|on 14 Sep Posted by Admin Category: Search Engines|
by Rob Sullivan
I wrote about this topic last year, but it seems to have come to surface - the fact the Google may have hit their limit on the number of pages they can index.
As you probably already noticed, if you watch the web closely, Google doesn't seem to have performed a major update of their index in some time. There is an idea out there that illustrates why this may be so.
The idea goes something like this: The way Google was built was to use a unique identifier called a PageID which is used to categorize the web. Each page gets its own PageID. The problem may be that Google's PageID system may have only been built to assign a maximum of 4.2 billion unique PageID values (based on the math behind the ID value). Since they have been showing over 3 billion pages indexed since November, it is safe to assume that they could be nearing that 4.2 billion mark. Now, I'm not saying this is what happened, or that the theory is correct. I am only stating that it is a possibility. And when you consider that the engine doesn't seem to have performed a major update to the index or PageRank in some time, and the fact that they show on their home page "Searching 4,285,199,774 web pages" it starts to make sense.
Maybe they really are broken?
Now, you wouldn't think that such a limitation would have been left untreated for so long. Sure, they may have initially built the system this way, but you would think that, at some point, they would have realized that 4.2 billion pages isn't realistic and they would have tried to find a way to fix it. But then again, perhaps it would have been too big a fix? (Maybe that's what the IPO is for - to fund the fix).
Not convinced? How about this? I have been checking the server logs of some of our new clients. These are sites which are brand new - never been used. One has only been visited by Googlebot once in the last 5 weeks, and this site has over 50,000 pages. In fact, that 1 visit happened the last week of July, and nothing at all in August. Compare that to the MSNBot - which visited 139 times in the last 5 weeks. Normally, Google is the largest consumer of pages, compared to the rest of the crawlers, yet it hasn't even made a dent in the site.
However, if you look at the Searchengineposition.com site, you can see indexed pages as recently as August 25 of this year. An article I wrote about internet sales tax is ranking #1 for "internet sales tax a reality"
This plainly shows that the index is growing, because that article is only 19 days old.
But the PageRank values for articles going back to March haven't been updated yet. It used to be that they would update PageRank to within about 6 weeks of the most recent article.
Maybe the entire system isn't broken, but it appears that they do have some bugs. While the index hasn't grown appreciably, there still does appear to be some growth. Just not with new sites.
There is another theory out there which could account for the new sites not getting indexed - it's called the Google Sandbox.
Consider the sandbox as a staging ground. New sites get placed there and will eventually start to show in the main index. It's almost like a quarantine area for new sites.

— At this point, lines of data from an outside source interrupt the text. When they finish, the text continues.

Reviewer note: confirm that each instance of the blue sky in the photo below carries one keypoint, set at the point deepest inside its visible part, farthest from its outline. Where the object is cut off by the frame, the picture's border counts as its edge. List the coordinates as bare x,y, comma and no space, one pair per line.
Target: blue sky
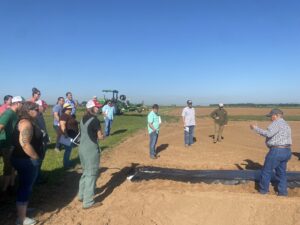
158,51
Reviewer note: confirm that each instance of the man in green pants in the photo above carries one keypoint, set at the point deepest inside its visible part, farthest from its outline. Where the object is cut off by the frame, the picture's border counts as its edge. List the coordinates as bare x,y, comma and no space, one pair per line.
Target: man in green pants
89,154
221,119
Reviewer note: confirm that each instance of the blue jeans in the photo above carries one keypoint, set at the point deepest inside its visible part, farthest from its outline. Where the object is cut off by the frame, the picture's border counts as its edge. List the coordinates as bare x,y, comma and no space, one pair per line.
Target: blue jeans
189,136
276,159
153,141
27,170
67,154
108,123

We've known about the sandbox for some time. Usually a new site spends 2-3 weeks in the sandbox before it starts to rank. We can identify this by reviewing spider logs. Googlebot has visited and requested a ton of pages, and sometimes they show up in the main index for a couple of days, only to disappear for a couple more weeks. Then they return for good, but they usually have to work their way up through the ranks.
In either case, whether it is a flaw in the architecture, or merely the sandbox kicking in, there does seem to be something happening down in California which is causing new sites to take longer than ever to get indexed and existing sites longer than ever to update PageRank.
Maybe the engineers are too busy cashing in on their stocks to worry about fixing the engine, or maybe there really is a fundamental flaw in the Google architecture (which I'm sure they are fixing) but which is hampering the growth of the index.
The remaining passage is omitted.